We talk to developers about Windows 10, and what we're hearing is, "Hey, not many people can create a store and a service like Steam, but we need more alternatives." Because competition is good for those developers. So we're investing in the Windows Store as fast as we can to make that a good distribution channel.

We're also doing things like Game Mode. That came out in the creators update, which is sort of in a beta right now. But the idea of that is, how do we give users an operating system that knows when they're playing a game and shuts down all the background services? So, much like a console, when you start a game, this thing is doing nothing else but that game. There's some multitasking because we have some extra memory, but compared to a Windows 10 desktop, this thing is way more optimized. And I want to bring that philosophy to the PC, so that PC gamers, when they start a game, they can choose to have everything in the background basically in suspend mode so that game gets every ounce of that hardware.

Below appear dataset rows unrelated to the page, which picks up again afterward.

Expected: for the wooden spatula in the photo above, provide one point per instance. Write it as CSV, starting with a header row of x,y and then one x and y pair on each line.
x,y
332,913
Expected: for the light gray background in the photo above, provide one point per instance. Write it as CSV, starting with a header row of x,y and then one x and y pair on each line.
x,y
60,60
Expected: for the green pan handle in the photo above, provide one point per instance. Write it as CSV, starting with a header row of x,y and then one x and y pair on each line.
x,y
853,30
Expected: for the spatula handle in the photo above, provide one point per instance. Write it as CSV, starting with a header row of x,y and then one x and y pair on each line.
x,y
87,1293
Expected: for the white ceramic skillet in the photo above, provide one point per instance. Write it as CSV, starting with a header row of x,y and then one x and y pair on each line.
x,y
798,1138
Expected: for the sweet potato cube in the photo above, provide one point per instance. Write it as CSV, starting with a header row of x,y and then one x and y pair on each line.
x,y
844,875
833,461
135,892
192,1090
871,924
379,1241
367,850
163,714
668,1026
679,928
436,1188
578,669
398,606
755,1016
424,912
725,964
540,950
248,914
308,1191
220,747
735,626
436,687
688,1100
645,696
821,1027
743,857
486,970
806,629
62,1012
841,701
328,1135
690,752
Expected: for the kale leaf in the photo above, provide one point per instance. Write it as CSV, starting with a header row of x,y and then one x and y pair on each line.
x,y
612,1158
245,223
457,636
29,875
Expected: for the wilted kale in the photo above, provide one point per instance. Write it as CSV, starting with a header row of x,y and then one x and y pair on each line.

Wouldn't that kind of automatically require building a walled garden on PC? You have people like [Epic Games'] Tim Sweeney coming out with criticisms and being worried about the potentially closing nature of the Windows environment? How do you respond to that?

Windows has always been open. I think Windows will always be open. So we constantly listen to Tim. He comes to Redmond all the time and we talk to him.

I think everybody's going to have stores and we'll have our own store there. Windows is an open platform especially for things like mixed reality, it's always been open. So Phil talks about the open platform that is Windows and how much we want to make sure that's the best development place for any game developer.

Great, well thanks a lot for your time.

Sure, and if you ever wanna play some Battlegrounds, you know where to find me.